Ada yang dibangun di Basra, Kufah, dan Fustat yang kini bernama Kairo, Mesir. Kala itu, masjid merupakan bangunan segi empat yang beratap rata. Seperti pada zaman Rasul, pada dinding yang ada di arah kiblat, terdapat bagian beratap yang digunakan sebagai mihrab. Atapnya ditopang dengan tiang hingga terlihat banyak barisan tiang.

 

Pada masa ini, bahan dinding diperindah dengan batu merah serta sudah mulai menggunakan tiang dari batu. Beberapa bangunan dengan tipe semacam itu adalah Masjid Ziyad di Kufah dan Masjid Amar di Fustat. Saat pemerintahan Umayyah, arsitektur mengalami perubahan yang berarti karena dorongan dari para khalifah.

Sebut saja al-Walid, yang dikenal sebagai pembangun masjid. Ia mengenalkan menara pada bangunan masjid dan terus berkembang dengan beragam coraknya. Menurut Ensiklopedi Islam, menara masjid-masjid di Iran berbentuk pilin. Sedangkan bentuk silindris banyak terdapat pada masjid di Turki.

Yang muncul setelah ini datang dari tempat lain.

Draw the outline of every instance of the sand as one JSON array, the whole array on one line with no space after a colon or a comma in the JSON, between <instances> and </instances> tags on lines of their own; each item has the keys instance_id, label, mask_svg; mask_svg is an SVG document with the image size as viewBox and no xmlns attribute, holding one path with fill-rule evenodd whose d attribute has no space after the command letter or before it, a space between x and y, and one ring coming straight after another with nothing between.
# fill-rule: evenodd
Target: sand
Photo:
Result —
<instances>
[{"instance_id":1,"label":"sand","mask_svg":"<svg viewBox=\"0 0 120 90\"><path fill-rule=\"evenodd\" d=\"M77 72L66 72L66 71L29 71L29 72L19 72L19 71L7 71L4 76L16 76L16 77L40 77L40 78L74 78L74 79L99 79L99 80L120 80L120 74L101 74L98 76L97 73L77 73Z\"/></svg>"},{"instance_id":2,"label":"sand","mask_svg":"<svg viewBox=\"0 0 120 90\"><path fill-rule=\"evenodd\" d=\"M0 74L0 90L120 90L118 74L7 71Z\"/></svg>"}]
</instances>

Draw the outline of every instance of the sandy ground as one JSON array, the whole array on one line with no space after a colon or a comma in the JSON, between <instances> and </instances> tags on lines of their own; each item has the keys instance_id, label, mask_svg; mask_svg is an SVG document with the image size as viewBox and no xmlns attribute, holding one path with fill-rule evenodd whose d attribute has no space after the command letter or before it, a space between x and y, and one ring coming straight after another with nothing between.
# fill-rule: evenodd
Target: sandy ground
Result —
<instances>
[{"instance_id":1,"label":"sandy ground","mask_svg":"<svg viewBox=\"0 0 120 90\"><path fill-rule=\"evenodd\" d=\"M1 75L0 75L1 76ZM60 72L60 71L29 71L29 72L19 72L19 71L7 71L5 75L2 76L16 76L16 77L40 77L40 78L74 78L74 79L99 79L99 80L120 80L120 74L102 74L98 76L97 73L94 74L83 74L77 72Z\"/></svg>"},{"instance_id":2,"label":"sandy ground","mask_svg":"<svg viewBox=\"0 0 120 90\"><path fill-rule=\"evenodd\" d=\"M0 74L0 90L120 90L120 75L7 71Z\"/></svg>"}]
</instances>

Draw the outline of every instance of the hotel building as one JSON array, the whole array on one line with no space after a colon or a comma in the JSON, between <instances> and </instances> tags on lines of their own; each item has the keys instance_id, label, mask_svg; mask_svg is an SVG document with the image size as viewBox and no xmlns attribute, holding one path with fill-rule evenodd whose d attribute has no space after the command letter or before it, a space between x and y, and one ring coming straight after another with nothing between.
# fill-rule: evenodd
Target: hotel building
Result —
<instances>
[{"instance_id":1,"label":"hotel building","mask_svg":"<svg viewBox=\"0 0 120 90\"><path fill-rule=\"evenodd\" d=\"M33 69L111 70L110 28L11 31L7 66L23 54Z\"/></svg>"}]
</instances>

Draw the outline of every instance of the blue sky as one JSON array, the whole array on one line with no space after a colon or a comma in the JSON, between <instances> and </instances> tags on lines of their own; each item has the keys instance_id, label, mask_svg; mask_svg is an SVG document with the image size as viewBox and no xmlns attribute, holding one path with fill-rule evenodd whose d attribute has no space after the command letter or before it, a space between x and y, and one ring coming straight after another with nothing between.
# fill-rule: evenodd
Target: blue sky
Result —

Selain masjid, arsitektur Islam melekat pada bangunan istana. Salah satu istana itu adalah Istana Kausair Amra yang ada di Mesir. Demikian pula pada makam, seperti pembuatan kubah dengan hiasan yang merupakan bentuk stalaktit terbalik yang dikenal sebagai muqarnas. Ini ada pada makam Siti Zubaidah, istri Khalifah Harun al-Rasyid.

Saat Abbasiyah dan Seljuk berkuasa, arsitektur pun mengalami perkembangannya sendiri. Ada dua hal pokok yang menandai perkembangan pada masa tersebut, yaitu penggunaan teknik bahan batu bata dari seni arsitektur Persia pada bentuk lengkung dan pengembangan bangunan lain yang menjadi bangunan fasilitas seperti istana.

Pembangunan masjid ditekankan pada pola lengkung sebagai bentuk keseluruhan bangunan. Kelengkapan bangunan yang sangat menonjol adalah menara. Hal ini mewujud pada Masjid Jami di Isfahan, Iran. Sedangkan pada era Seljuk, menara terkadang bahkan lebih menonjol dibandingkan bangunan induknya.

Pemerintahan Fatimiyah dan Mamluk pun meninggalkan jejaknya sendiri. Arsitektur Fatimiyah, mendapat pengaruh dari luar terutama dari Persia dan Bizantium melalui Suriah. Bahan-bahan bangunan yang dipakai adalah batu-batuan yang memang banyak di wilayah itu, batu bata merah serta batu kapur.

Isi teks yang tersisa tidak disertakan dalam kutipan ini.